Here is the response:

"... Tiapula expressed regret that Thursday's symposium will be closed to the news media. "It creates a sense there are things in the community that they can't be sharing," she said. 
"An open meeting conveys to the world they're doing the right thing..." 
However, Johnson and Haney [the former cop and doctor] said the closed-door policy was expected to encourage candid dialogue. Were the meeting to be open, Haney said, attorneys for the youth organizations might counsel participants to be cautious about discussing problems they face with youth-protection.

In my opinion, Mr Haney's pants are on fire. (Dr. Michael Haney of the American Professional Society on the Abuse of Children (APSAC) - it appears that they make their money primarily from educational and consulting services to professional organizations. [Link])

APSAC is suppose to be a transparent educational resource yet they are encouraging and endorsing a non-transparent dialog with lawyers of all people so as to educate them about what?

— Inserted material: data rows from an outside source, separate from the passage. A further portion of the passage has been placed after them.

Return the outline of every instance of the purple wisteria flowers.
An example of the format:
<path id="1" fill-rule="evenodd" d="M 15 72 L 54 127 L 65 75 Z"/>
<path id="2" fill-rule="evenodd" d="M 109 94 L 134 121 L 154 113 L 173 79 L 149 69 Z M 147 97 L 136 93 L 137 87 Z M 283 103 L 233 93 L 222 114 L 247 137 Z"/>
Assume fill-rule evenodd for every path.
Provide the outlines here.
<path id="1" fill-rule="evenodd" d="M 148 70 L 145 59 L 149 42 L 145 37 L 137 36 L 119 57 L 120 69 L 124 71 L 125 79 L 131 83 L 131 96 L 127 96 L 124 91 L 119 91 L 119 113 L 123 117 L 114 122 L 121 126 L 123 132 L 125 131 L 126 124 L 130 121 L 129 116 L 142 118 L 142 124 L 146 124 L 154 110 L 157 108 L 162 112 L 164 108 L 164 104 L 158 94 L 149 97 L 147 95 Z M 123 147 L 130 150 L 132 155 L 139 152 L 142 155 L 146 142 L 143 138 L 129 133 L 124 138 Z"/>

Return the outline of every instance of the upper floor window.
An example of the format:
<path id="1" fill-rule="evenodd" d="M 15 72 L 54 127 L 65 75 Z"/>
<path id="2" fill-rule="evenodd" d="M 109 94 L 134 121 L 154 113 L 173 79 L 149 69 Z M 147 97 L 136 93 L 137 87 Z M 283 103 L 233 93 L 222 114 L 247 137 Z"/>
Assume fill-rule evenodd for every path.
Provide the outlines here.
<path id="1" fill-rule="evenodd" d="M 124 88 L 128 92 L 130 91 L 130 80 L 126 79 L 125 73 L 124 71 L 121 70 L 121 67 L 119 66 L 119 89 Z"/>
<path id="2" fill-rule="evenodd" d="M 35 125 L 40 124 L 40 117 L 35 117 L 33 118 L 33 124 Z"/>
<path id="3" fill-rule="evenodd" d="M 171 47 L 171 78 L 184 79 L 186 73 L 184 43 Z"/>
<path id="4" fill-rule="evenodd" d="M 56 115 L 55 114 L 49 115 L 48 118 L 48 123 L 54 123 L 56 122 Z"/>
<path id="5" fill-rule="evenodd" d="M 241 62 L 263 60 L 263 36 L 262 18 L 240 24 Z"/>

That last sentence is so carefully parsed and so dangerous that moving forward I am wholly suspect of the American Professional Society on the Abuse of Children. 

I suspect that Thursday session is  closed because all the organizations therein have ghosts, skeletons and zombies in the closet! And I suspect they will want to ask point blank questions as to how to avoid lawsuits about these problems? How to bring it to the cops before the lawyers do? how to talk to the press? What "scripts" do they memorize when called into a deposition or when interviewed by police rather than how to pick up the phone and dial the police and let them sort it out.

I suspect these people will provide all of the above in private and all each organization will write them a large check. If this was a for real child protection summit, I am sure that the FBI or their local police could have provided the same information at a lower cost.

This event smells "fishy" and the way I read it even Associated Press is suspicious. Read it too and tell me what you think?